Due anni fa, l'Aeronautica militare e l'ente nazionale per l'aviazione civile (Enac) siglarono un accordo tecnico per l'attività di aeronavigazione nello spazio aereo italiano dei Global Hawk schierati a Sigonella nell'ambito dell'accordo Italia-Stati Uniti del 2008. Senza attendere una normativa europea che disciplini in via definitiva l'impiego degli aeromobili a pilotaggio remoto nel sistema del traffico aereo generale, l'accordo ha consentito l'impiego dei droni nell'ambito di spazi aerei "determinati" e con l'adozione di procedure di coordinamento tra autorità civili e militari "tese a limitare al massimo l'impatto sulle attività aeree civili". All'Aeronautica militare è stata attribuita la "predisposizione degli spazi aerei necessari all'impiego operativo ed addestrativo dei velivoli militari a pilotaggio remoto", mentre l'Enac dovrebbe curare in coordinamento con l'Enav (ente nazionale per l'assistenza al volo) gli aspetti di gestione e controllo del traffico aereo generale.
Il testo del documento è simile a quello che era stato siglato nel novembre 2008 per le operazioni di volo dei Predator in dotazione al 32° Stormo Ami di Amendola (Foggia), utilizzati nella guerra in Afghanistan e più recentemente in Libia. Secondo gli accordi, i profili delle missioni, le procedure operative, le aree di lavoro e gli equipaggiamenti, dovrebbero essere stabiliti "nel rispetto dei principi della sicurezza del volo", anche se è poi precisato che in caso di "operazioni connesse a situazioni di crisi o di conflitto armato" l'impiego dei droni non può essere sottoposto a limitazioni di alcun genere.
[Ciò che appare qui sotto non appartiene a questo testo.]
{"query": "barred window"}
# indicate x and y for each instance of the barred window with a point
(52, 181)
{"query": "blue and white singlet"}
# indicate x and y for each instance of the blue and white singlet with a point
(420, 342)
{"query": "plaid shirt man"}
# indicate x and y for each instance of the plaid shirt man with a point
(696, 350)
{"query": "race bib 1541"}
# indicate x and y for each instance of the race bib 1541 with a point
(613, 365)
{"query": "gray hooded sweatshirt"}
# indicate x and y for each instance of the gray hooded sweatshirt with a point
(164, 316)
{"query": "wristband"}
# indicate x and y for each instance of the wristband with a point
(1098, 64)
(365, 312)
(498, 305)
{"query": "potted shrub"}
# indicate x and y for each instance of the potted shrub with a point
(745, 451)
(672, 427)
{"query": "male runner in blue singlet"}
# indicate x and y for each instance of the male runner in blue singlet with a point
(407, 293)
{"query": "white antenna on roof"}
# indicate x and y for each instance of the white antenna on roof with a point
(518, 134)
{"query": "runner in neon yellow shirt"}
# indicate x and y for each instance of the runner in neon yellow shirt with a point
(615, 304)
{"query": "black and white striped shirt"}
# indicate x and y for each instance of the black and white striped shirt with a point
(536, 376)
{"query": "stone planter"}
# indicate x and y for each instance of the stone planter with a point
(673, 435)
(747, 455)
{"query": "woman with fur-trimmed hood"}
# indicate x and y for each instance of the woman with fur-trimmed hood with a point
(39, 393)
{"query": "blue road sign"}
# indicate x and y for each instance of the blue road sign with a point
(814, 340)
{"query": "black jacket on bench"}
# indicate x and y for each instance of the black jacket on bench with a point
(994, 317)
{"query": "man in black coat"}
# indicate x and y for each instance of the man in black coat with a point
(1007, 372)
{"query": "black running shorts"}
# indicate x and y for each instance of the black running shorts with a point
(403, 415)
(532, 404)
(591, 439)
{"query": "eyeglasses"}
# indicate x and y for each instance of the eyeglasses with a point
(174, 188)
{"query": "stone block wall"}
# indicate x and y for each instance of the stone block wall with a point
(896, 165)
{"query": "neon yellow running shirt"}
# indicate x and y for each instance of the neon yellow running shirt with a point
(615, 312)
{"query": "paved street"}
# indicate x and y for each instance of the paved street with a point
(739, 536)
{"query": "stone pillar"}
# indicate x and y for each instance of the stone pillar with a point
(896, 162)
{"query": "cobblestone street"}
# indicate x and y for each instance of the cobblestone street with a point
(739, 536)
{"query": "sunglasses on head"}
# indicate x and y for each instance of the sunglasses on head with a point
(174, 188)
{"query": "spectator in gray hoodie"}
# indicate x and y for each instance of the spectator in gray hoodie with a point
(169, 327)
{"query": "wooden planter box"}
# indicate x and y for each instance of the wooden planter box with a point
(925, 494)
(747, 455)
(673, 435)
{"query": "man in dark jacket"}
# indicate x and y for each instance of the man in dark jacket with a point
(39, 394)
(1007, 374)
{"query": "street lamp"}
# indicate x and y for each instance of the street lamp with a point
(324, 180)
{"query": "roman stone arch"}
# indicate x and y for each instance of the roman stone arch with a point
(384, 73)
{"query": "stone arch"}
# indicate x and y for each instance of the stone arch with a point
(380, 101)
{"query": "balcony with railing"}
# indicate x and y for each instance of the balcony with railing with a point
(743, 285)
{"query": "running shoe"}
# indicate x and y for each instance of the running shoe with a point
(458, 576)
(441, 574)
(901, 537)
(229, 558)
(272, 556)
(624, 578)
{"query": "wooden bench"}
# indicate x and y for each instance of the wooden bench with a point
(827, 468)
E questo nonostante i velivoli telecomandati rappresentino un rischio insostenibile per il traffico civile e le popolazioni che risiedono nelle vicinanze degli scali utilizzati per le manovre di decollo e atterraggio.
"Effettivamente il rateo d'incidenti dei sistemi aerei senza pilota (UAS) non è incoraggiante per poter essere ottimisti sui tempi di integrazione di questi sistemi nello spazio aereo nazionale", ammette il maggiore dell'aeronautica Luigi Caravita in una recente ricerca sui droni pubblicata per il Centro Militare di Studi Strategici (Cemis). "Da fonti ufficiali si apprende che nelle prime 100.000 ore di volo il tasso d'incidente del MQ-1 Predator ammontava a 28, oltre il doppio del cacciabombardiere F16. Altri sistemi a pilotaggio remoto come il Pioneer, l'Hunter e l'RQ-7 Shadow hanno invece un rateo di incidenti di almeno uno-due ordini di grandezza superiore".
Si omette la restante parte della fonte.